“That is the way with him,” continued Dona Perfecta, “always pretending to know nothing. And he knows more than the seven doctors put together. Ah, Senor Don Inocencio, how well the name you have suits you! But don’t affect an unseasonable humility now. Why, my nephew has no pretensions. All he knows is what he has been taught. If he has been taught error, what more can he desire than that you should enlighten him and take him out of the limbo of his false doctrines?”
“Just so; I desire nothing more than that the Senor Penitentiary should take me out,”—murmured Pepe, comprehending that without intending it, he had got himself into a labyrinth.
“I am a poor priest, whose only learning is some knowledge of the ancients,” responded Don Inocencio. “I recognize the immense value, from a worldly point of view, of Senor Don Jose’s scientific knowledge, and before so brilliant an oracle I prostrate myself and am silent.”
So saying, the canon folded his hands across his breast and bent his head. Pepe Rey was somewhat disturbed because of the turn which his mind had chosen to give to an idle discussion jestingly followed up, and in which he had engaged only to enliven the conversation a little. He thought that the most prudent course to pursue would be to end at once so dangerous a debate, and for this purpose he addressed a question to Senor Don Cayetano when the latter, shaking off the drowsiness which had overcome him after the dessert, offered the guests the indispensable toothpicks stuck in a china peacock with outspread tail.
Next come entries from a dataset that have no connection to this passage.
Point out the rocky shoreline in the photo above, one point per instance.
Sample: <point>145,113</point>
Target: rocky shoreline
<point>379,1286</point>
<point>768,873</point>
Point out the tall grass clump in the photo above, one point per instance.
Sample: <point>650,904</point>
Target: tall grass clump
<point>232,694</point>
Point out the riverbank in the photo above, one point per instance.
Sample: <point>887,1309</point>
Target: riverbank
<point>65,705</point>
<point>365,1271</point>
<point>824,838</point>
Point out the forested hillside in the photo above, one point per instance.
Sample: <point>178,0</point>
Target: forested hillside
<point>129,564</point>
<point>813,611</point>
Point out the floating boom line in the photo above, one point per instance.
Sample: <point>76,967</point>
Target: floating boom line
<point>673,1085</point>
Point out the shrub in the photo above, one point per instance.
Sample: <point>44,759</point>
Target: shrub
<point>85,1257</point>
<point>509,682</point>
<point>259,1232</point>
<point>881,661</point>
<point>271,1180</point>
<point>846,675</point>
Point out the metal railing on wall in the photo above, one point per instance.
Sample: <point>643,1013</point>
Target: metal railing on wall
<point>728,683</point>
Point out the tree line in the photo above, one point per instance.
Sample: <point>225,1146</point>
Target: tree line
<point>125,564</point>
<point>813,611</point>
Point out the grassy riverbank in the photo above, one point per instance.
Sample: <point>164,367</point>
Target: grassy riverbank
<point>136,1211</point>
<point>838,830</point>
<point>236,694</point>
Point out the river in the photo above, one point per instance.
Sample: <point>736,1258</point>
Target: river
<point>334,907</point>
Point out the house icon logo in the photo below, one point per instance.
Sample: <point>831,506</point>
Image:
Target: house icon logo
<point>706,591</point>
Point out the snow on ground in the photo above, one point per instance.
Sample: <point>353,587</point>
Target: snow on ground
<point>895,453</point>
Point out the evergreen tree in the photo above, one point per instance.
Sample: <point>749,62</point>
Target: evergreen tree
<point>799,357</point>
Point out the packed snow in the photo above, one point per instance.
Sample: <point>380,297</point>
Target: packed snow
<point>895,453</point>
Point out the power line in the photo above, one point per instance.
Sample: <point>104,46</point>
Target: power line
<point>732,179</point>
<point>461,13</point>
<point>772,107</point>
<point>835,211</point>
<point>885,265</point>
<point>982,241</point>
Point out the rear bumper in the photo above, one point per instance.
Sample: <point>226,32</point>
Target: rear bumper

“Yesterday I discovered a hand grasping the handle of an amphora, on which there are a number of hieratic characters. I will show it to you,” said Don Cayetano, delighted to introduce a favorite theme.
“I suppose that Senor de Rey is very expert in archaeological matters also,” said the canon, who, still implacable, pursued his victim to his last retreat.
“Of course,” said Dona Perfecta. “What is there that these clever children of our day do not understand? They have all the sciences at their fingers’ ends. The universities and the academics teach them every thing in a twinkling, giving them a patent of learning.”
“Oh, that is unjust!” responded the canon, observing the pained expression of the engineer’s countenance.
“My aunt is right,” declared Pepe. “At the present day we learn a little of every thing, and leave school with the rudiments of various studies.”
“I was saying,” continued the canon, “that you are no doubt a great archaeologist.”
“I know absolutely nothing of that science,” responded the young man. “Ruins are ruins, and I have never cared to cover myself with dust going among them.”
Don Cayetano made an expressive grimace.
“That is not to say that I condemn archaeology,” said Dona Perfecta’s nephew quickly, observing with pain that he could not utter a word without wounding some one. “I know that from that dust issues history. Those studies are delightful and very useful.”